Sometimes you need to remove high Unicode characters from a string, so all characters have a code point Show archive.org snapshot between 0 and 127. The remaining 7-bit-encoded characters ("Low-ASCII") can be transported in most strings where escaping is impossible or would be visually jarrring.
Note that transliteration this will change the string. If you need to preserve the exact string content, you need to use escaping.
Using ActiveSupport
ActiveSupport comes with a #transliterate
method which replaces characters with their low-ASCII equivalent (to strip accents etc.:):
ActiveSupport::Inflector.transliterate('aäoöuü') # => "aaoouu"
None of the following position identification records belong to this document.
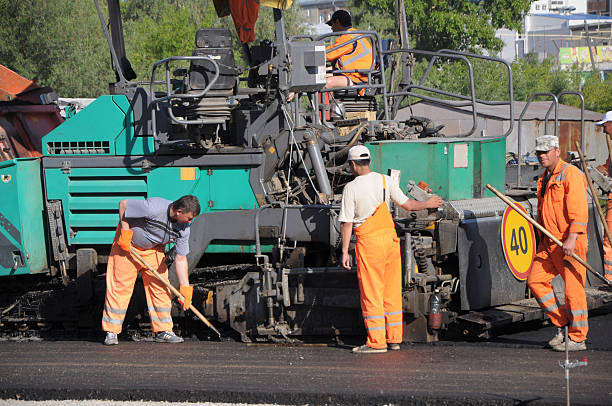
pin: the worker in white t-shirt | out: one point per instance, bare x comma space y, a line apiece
365, 210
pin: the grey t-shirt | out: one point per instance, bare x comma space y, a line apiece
150, 221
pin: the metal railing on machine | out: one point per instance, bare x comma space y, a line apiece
407, 90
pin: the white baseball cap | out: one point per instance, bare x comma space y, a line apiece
546, 142
358, 152
607, 117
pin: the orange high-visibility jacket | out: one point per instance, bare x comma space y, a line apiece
564, 207
355, 55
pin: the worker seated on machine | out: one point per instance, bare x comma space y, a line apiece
353, 55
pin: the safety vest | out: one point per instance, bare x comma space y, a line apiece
355, 55
563, 208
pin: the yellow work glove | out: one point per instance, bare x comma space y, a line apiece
125, 239
187, 292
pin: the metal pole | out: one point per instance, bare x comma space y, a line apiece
587, 175
547, 233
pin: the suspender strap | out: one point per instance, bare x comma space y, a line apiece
384, 189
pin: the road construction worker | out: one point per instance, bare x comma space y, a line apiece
365, 210
563, 211
353, 55
606, 122
147, 226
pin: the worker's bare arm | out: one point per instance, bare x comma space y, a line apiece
432, 203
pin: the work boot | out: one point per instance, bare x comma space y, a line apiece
111, 339
167, 337
364, 349
571, 346
559, 338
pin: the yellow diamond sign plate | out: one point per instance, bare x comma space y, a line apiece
518, 243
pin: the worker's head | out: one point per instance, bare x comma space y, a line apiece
606, 122
340, 21
358, 159
547, 151
185, 209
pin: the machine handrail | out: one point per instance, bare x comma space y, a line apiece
449, 103
510, 84
581, 113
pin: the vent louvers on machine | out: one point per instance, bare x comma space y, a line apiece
93, 205
78, 147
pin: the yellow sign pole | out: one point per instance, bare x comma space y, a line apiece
547, 233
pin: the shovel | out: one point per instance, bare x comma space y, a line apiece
174, 291
547, 233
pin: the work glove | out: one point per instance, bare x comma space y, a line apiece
187, 292
125, 239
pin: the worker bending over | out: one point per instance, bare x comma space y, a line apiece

You can also add custom rules in your I18n dictionary like this:
de:
i18n:
transliterate:
rule:
Ä: 'Ae'
Ö: 'Oe'
Ü: 'Ue'
ä: 'ae'
ö: 'oe'
ü: 'ue'
ß: 'ss'
With this you get:
ActiveSupport::Inflector.transliterate('aäoöuü') # => "aaeooeuue"
Using a Unicode-aware regexp
You can use the following code:
string.mb_chars.normalize(:kd).gsub(/[^\x00-\x7F]/n,'').downcase.to_s
Using Iconv
Using Iconv (with a //TRANSLIT
charset) does not work reliably, since transliteration depends on the set locale, and Ruby's Iconv wrapper does not expose functionality to set it.